A GdIII-Based Spin Label at the Limits for Linewidth Reduction through Zero-Field Splitting Optimization

The remarkably narrow central line in the electron paramagnetic resonance spectrum and the very weak zero-field splitting (ZFS) make [GdIII(NO3Pic)] ([GdIII(TPATCN)]) an attractive starting point for the development of spin labels. For retaining the narrow line of this parent complex when modifying it with a substituent enabling bioconjugation, alkyl with a somehow remote functional group as a substituent at the picolinate moiety was found to be highly suitable because ZFS stayed weak, even if the threefold axial symmetry was broken. The ZFS is so weak that hyperfine coupling and/or g-value variations noticeably determine the linewidth in Q band and higher fields when the biomolecule is protonated, which is the standard situation, and in W band and higher fields for the protonated complex in a fully deuterated surrounding. Clearly, [NDSE-{GdIII(NO3Pic)}], a spin label targeting the cysteines in a peptide, is at a limit of linewidth narrowing through ZFS minimization. The labeling reaction is highly chemoselective and, applied to a polyproline with two cysteine units, it took no more than a minute at 7 degrees C and pH 7.8. Subsequent disulfide scrambling is very slow and can therefore be prevented.

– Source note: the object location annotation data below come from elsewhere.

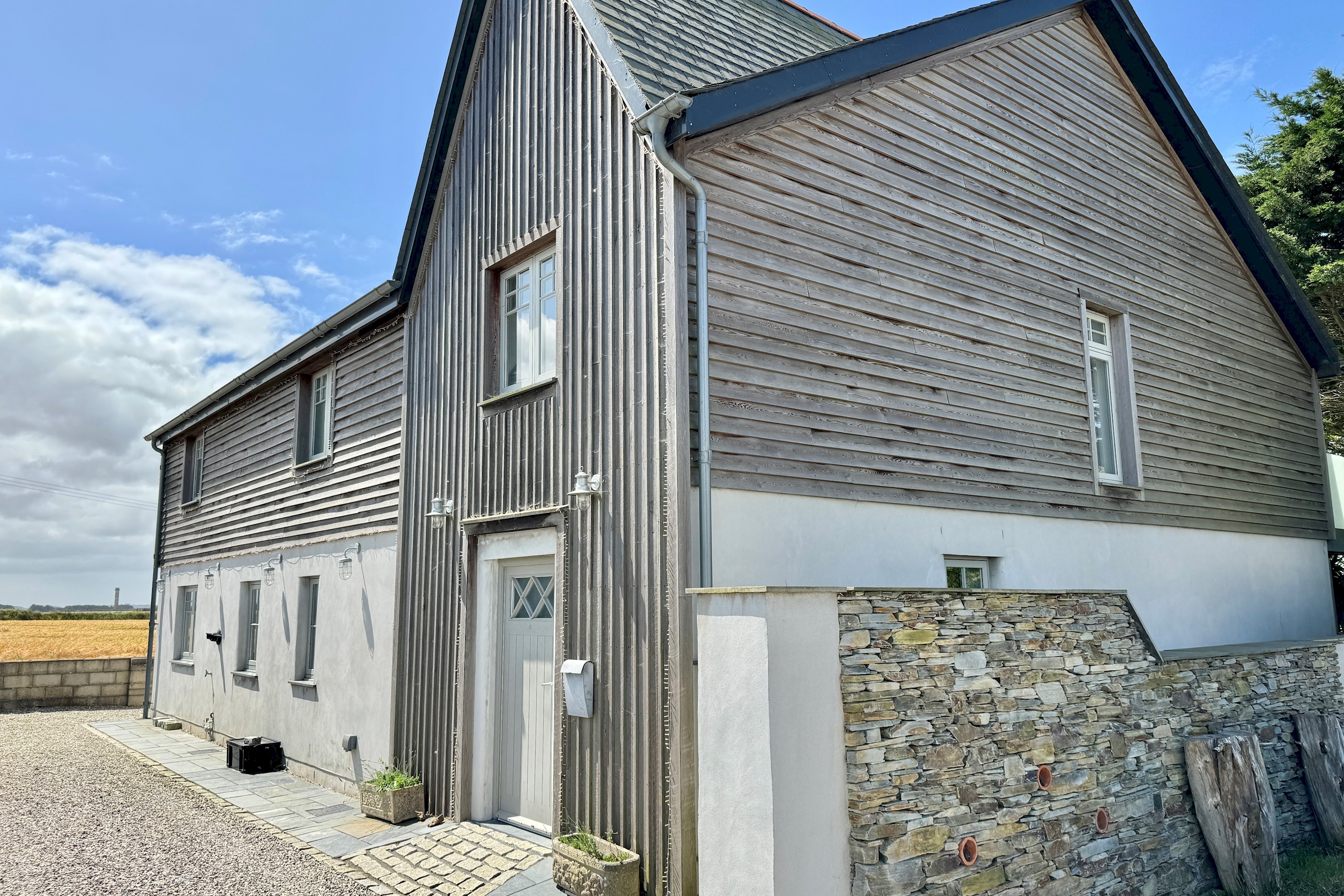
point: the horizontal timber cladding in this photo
(545, 145)
(252, 496)
(896, 303)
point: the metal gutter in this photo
(655, 124)
(734, 101)
(355, 316)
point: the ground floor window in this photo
(967, 573)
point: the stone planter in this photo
(394, 807)
(582, 875)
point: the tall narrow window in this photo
(194, 468)
(315, 417)
(186, 623)
(310, 641)
(527, 322)
(252, 616)
(1101, 371)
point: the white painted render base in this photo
(353, 666)
(1193, 587)
(772, 802)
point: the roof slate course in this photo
(678, 45)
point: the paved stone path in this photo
(391, 860)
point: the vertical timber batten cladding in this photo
(252, 496)
(896, 298)
(546, 145)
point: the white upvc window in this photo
(967, 573)
(310, 637)
(1101, 372)
(252, 617)
(527, 323)
(186, 623)
(193, 469)
(315, 415)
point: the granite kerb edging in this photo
(955, 700)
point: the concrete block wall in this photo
(117, 682)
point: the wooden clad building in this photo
(982, 307)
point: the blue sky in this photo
(183, 186)
(286, 136)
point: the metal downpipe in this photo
(654, 123)
(154, 583)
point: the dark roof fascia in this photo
(730, 102)
(363, 312)
(451, 95)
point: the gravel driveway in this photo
(80, 816)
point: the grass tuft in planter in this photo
(393, 795)
(588, 866)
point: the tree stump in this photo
(1236, 811)
(1323, 761)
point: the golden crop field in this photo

Double electron-electron resonance and relaxation-induced dipolar modulation enhancement applied to the spin-labeled polyproline proved the spin label useful for distance determination in peptides.

Automated summary

The narrow central line and weak zero-field splitting (ZFS) of [GdIII(NO3Pic)] make it an attractive starting point for the development of spin labels. A substituent of alkyl with a remote functional group at the picolinate moiety can retain the narrow line and weak ZFS even with broken axial symmetry. By chemoselective labeling reaction, a spin label targeting cysteines in peptides (NDSE-{GdIII(NO3Pic)}) has been successfully designed for distance determination in peptides.